Any mum who has moved to Australia with school age children will tell you that getting involved with your children’s school is a great way to get to know other families in the community and feel more settled in your new home. There are plenty of opportunities to get involved; from providing help in the classroom, to school excursions, working bees and volunteering to work in the uniform shop.
All schools in Australia have a P&C (Parents & Citizens) or P&F (Parents & Friends) committee that build and manage the relationship between parents and the school. In our experience the P&F fulfils many roles; fundraising for the school, helping with reading groups, nominating class parents to handle communication with the wider school community, helping with school sports carnivals and assisting in the school canteen or tuck shop.
Some schools have a very active P&F or P&C community that are always communicating with parents and organising social and fundraising events; other schools may be less well supported but there’s no reason why you shouldn’t get involved.
Since our eldest son started school last year we have slowly increased our involvement with the school’s parent volunteer community. It’s been fun and rewarding to get to know other parents, teachers and students. We wouldn’t like to be at school every day; this probably isn’t ‘cool’ for our son, but children seem to genuinely enjoy seeing familiar parent faces around the school. In my experience, our son usually blanks me and it’s his friends that gather round and want to have a chat.
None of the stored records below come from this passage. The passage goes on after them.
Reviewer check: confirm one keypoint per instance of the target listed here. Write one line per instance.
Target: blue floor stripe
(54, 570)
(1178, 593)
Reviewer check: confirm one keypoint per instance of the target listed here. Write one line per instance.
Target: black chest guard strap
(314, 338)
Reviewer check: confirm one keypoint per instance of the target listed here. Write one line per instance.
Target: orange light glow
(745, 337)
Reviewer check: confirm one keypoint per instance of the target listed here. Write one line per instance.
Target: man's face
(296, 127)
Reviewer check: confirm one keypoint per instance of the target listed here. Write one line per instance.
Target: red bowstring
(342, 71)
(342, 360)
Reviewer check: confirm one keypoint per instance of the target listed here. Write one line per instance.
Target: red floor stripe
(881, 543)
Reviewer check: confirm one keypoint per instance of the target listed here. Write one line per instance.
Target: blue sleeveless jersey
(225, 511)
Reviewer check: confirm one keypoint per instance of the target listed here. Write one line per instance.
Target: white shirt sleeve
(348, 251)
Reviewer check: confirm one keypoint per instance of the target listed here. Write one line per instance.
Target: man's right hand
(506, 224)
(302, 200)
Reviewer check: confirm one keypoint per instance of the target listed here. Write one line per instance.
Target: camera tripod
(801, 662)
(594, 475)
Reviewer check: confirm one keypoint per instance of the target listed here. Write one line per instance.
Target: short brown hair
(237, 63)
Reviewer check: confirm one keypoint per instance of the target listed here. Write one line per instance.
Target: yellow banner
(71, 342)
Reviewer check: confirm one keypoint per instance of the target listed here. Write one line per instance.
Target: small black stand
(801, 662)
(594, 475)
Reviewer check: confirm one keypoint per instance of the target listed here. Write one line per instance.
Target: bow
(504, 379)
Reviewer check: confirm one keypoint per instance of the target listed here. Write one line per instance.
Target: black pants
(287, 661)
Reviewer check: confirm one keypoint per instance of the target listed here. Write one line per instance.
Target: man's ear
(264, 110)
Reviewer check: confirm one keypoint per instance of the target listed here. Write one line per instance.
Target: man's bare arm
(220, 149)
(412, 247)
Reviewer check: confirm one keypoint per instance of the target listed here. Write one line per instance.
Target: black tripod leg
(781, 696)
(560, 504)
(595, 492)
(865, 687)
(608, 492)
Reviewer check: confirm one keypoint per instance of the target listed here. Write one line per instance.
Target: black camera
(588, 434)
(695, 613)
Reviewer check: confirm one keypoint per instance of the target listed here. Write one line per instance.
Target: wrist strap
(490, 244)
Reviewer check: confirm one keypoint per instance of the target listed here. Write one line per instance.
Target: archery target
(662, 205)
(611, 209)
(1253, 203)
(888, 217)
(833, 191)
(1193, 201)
Initially, getting involved can seem daunting, especially if you’ve just arrived in Australia or your first child is starting school and you aren’t familiar with how things work. If you’re keen to do something at school but feel a little nervous we’d suggest speaking to the school secretary in the first instance to understand how the P&F is run and who the committee members are. You could also speak to your child’s classroom teacher. If there’s an active P&F it probably won’t be long before there’s an opportunity to volunteer; we’d suggest starting small and increasing your involvement as you feel more comfortable and get to know more people.
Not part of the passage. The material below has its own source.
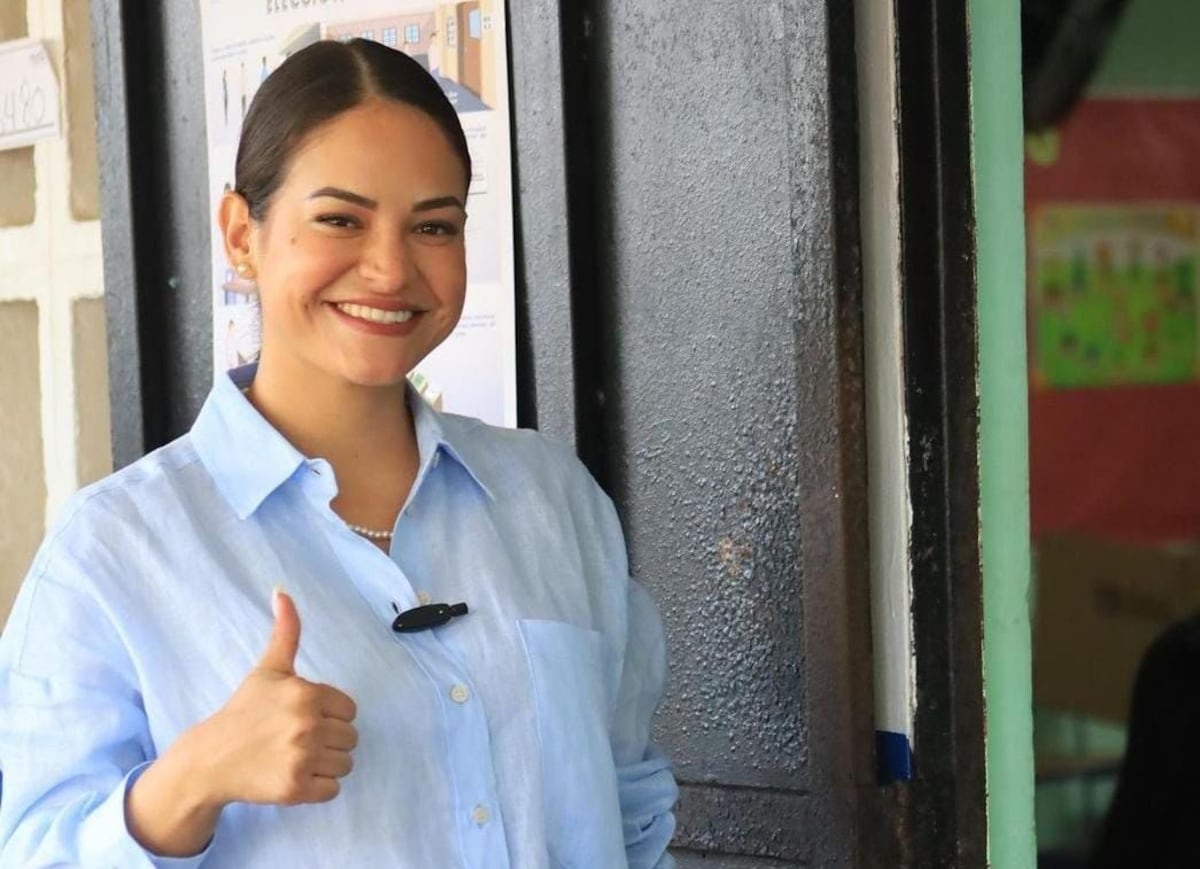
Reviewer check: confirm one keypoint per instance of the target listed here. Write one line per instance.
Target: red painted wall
(1119, 462)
Working with Children Checks for parent volunteers
A small note on Working with Children Checks: To volunteer in schools in Australia you will need to complete a Working with Children Check. In NSW this can be completed online and your school should provide you with the details. At my son’s school parents attend a 40 minute presentation before being sent the online link to complete the form. Parents have to do this regardless of where they have worked before or previous checks they have completed.
Making your mark…
My recent involvement with my son’s school and P&F has been in the capacity of “Lunch order co-ordinator”. I’ve been co-ordinating parent volunteers to order and deliver sandwich lunch orders made at a local bakery. It’s been a fair amount of work but it’s a rewarding task; children love the fresh sandwiches and the service being provided to families who work full-time and struggle to make lunches at home is invaluable.
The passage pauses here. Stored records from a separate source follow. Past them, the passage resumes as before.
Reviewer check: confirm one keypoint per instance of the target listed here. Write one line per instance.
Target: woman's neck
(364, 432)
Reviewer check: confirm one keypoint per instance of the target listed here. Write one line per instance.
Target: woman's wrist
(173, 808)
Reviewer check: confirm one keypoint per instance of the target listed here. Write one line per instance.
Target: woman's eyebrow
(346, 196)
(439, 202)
I was nervous the first day, arriving at school with my preschooler in tow, because I knew the service was under the spotlight from parents and I didn’t want any mistakes to mean that hungry children had to wait for their lunch. The lunch order process we created worked well and the delivery from the bakery was perfect, however my first endeavour in parent volunteering at school wasn’t without incident.
Part way through the morning shift of collecting lunch orders from the students, my preschooler locked me in the tuck shop. We had a fly screen between us and I couldn’t find the school office number on my phone to call for help. Whilst I tried to get online and find the number a student I knew walked past and I shouted for him to get the keys from the office to let me out. I was a little mortified as I heard the whisper spread around school…”There’s a parent stuck in the tuck shop!”
Thinking that was enough excitement for one day I returned to school at lunch time to distribute the lunches. Another mum helped me and we arrived to a big puddle of water in the tuck shop which we dutifully reported to the school. The school secretary kindly explained that someone had put the plug in a sink with a dripping tap…yet more mortification as I know this is my preschooler’s favourite trick at home.
If you’ve just arrived in Australia I’d thoroughly recommend volunteering at your children’s school. In the future I’m going to stick to days when my preschooler is at school, although he’s certainly helped me make my mark!
Have you been a school volunteer or member of a school P&F or P&C in Australia? How did you get on? Do you have any tips or fun stories to share with other families moving to Australia? We’d love to hear them. Thank you.